African-American women diagnosed with breast cancer are dying at a much faster rate than other women with the disease. The disparity is alarming and has medical experts desperately searching for answers.

Three women are diagnosed with breast cancer every day in St. Louis and St. Louis County. African-American women are dying at a 40 percent higher rate compared to other women, according to information from the American Cancer Society.

Washington University Assistant Professor of Surgery, Dr. Adetunji Toriola, said African American women tend to have more aggressive breast cancer and they're often diagnosed at much later stages. Toriola said they also tend to be diagnosed at an early age compared to other women. The median age of diagnosis for black women is 59, compared to the average age of white women, which is 63. Studies have also shown that overtime the younger the age of diagnosis the more aggressive the breast cancer.

African-American women also don’t get screened as regularly for breast cancer, according to Toriola, and he says socioeconomic status plays a factor. Due to financial concerns, African-American women often have reduced access to screening mammograms and poorer access to long-term care when they have an abnormal mammogram.

Helen Chesnut, executive director for Susan G. Komen Missouri, said her organization’s goal is to decrease the alarming death rate 50 percent by 2026. Komen does a community profile every four years, and they discovered one of the critical reasons for the higher death rate for African-American women is the need for more help with the navigation of the medical system.

Chesnut said there is a critical need for someone to help women understand where they need to go from diagnosis, treatment, and survivor care.

Komen Missouri works with a local non-profit group called the Breakfast Club. It was founded in January 1997 when three breast cancer survivors met for four hours over breakfast with a woman who just received diagnosis of breast cancer.

Now, the organization has more than 250 members, including Breakfast Club Brothers and Breakfast Club Kids groups.

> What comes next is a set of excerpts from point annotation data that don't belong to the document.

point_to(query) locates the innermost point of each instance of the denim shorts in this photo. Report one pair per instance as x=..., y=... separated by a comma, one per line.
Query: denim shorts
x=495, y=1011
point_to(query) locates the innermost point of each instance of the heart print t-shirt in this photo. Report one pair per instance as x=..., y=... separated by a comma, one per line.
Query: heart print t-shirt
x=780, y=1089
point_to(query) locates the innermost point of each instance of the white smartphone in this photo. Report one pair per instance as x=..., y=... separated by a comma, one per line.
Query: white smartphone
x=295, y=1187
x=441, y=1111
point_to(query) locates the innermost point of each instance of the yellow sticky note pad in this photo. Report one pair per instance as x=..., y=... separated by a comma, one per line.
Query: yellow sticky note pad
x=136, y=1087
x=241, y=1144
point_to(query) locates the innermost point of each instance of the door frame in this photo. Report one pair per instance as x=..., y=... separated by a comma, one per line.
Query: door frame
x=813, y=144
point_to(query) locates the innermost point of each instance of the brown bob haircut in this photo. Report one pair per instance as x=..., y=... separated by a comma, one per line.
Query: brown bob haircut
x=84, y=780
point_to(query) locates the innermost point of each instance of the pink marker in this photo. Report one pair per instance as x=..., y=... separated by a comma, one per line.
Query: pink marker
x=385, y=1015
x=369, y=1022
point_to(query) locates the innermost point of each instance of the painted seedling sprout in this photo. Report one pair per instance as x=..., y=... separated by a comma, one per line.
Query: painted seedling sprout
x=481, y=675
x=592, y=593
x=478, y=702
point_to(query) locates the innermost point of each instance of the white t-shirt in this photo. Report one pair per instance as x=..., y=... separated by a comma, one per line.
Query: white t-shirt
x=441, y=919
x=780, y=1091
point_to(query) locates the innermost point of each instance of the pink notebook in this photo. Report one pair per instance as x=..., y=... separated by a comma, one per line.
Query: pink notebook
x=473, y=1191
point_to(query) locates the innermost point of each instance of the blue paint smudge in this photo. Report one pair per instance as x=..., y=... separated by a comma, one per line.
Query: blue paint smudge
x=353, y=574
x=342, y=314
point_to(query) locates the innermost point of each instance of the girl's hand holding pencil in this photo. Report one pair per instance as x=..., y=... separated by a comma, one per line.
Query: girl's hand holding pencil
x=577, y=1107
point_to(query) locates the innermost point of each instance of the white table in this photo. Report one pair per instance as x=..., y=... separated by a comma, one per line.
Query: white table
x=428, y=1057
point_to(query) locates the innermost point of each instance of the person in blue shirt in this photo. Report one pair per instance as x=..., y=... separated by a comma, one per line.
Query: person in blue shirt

The Breakfast Club's goal is to increase the availability of breast cancer information, resources, navigation assistance, and support to underserved women in St. Louis Community.

The club also has a program called Faith on the Move. They partner with the Siteman Cancer Center and the BJC, Missouri Baptist Mobile, and Mercy Hospital mammography van to give free mammograms to women who have no insurance or who are underinsured. It services women who live in north St. Louis City and County.